Die Vorgaben der Klimaforscher könnten eindeutiger und klarer nicht sein: Nur wenn es gelingt, die CO2-Konzentrationen in der Atmosphäre bei rund 450 parts per million (ppm) zu stabilisieren, kann die globale Erwärmung auf 2 bis 2,4°C begrenzt werden. Dieses so genannte Zwei-Grad-Ziel gilt als der Wert, bei dem es gerade noch möglich ist, die Folgen des Klimawandels wirtschaftlich und sozial abzufedern. Steigen die Temperaturen höher, werden Stürme, Dürren und Überschwemmungen viele Regionen so schädigen, dass die Kosten kaum mehr zu bezahlen sind – schon gar nicht von den Entwicklungsländern, die von den meisten Klimafolgen am stärksten betroffen sind.

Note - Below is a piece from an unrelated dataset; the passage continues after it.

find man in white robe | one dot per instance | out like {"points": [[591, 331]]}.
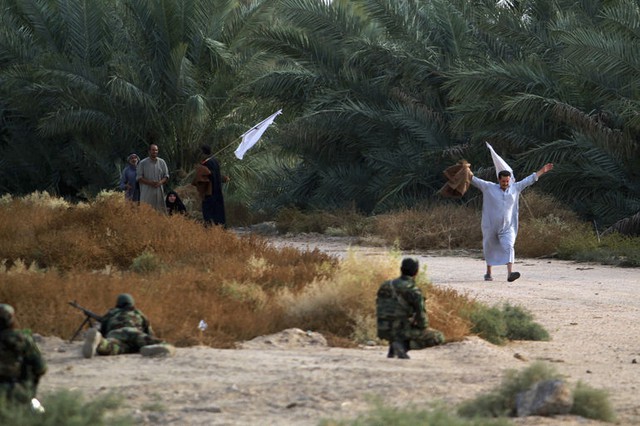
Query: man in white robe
{"points": [[500, 218], [152, 173]]}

Schon zwei Grad machen den Unterschied
„Zwei Grad klingt nicht viel, es ist aber der Unterschied zwischen dem mediterranen Klima in Mailand und dem Regionalklima in Berlin“, erklärte der Physiker Hans Joachim Schellnhuber, Leiter des Potsdam-Instituts für Klimafolgenforschung (PIK) dieser Tage gegenüber der dpa. „Bereits zwei Grad sind ein fauler Kompromiss mit der Natur. Die meisten Gletscher verschwinden, mächtige Flüsse werden zeitweise und möglicherweise langfristig ganz austrocknen, was Hungersnöte zur Folge hätte. Bis zum Ende des Jahrhunderts könnte der Meeresspiegel um einen, im ungünstigsten Fall sogar um zwei Meter ansteigen.“
Und jüngste Forschungsergebnisse zeigen, dass der Menschheit nur noch ein begrenztes Budget an CO2-Emissionen zur Verfügung steht, wenn die kritische Grenze von 2°C über vorindustriellem Niveau nicht überschritten werden soll. Für eine Zwei-Drittel-Chance, das Zwei-Grad-Ziel einzuhalten, dürften insgesamt nur noch 750 Milliarden Tonnen CO2 aus fossilen Quellen in die Atmosphäre gelangen. Ausgehend von heutigen Emissionen wäre dieses Budget bereits in 25 Jahren ausgeschöpft, angesichts weiter steigender Emissionen vermutlich noch deutlich früher. Der weltweite Ausstoß von Treibhausgasen muss daher bis 2050 um deutlich mehr als die Hälfte gegenüber 1990 reduziert werden, soll das Zwei-Grad-Ziel noch erreicht werden. Die Industrieländer wären sogar gefordert, ihre Emissionen um mindestens 80 Prozent zu senken.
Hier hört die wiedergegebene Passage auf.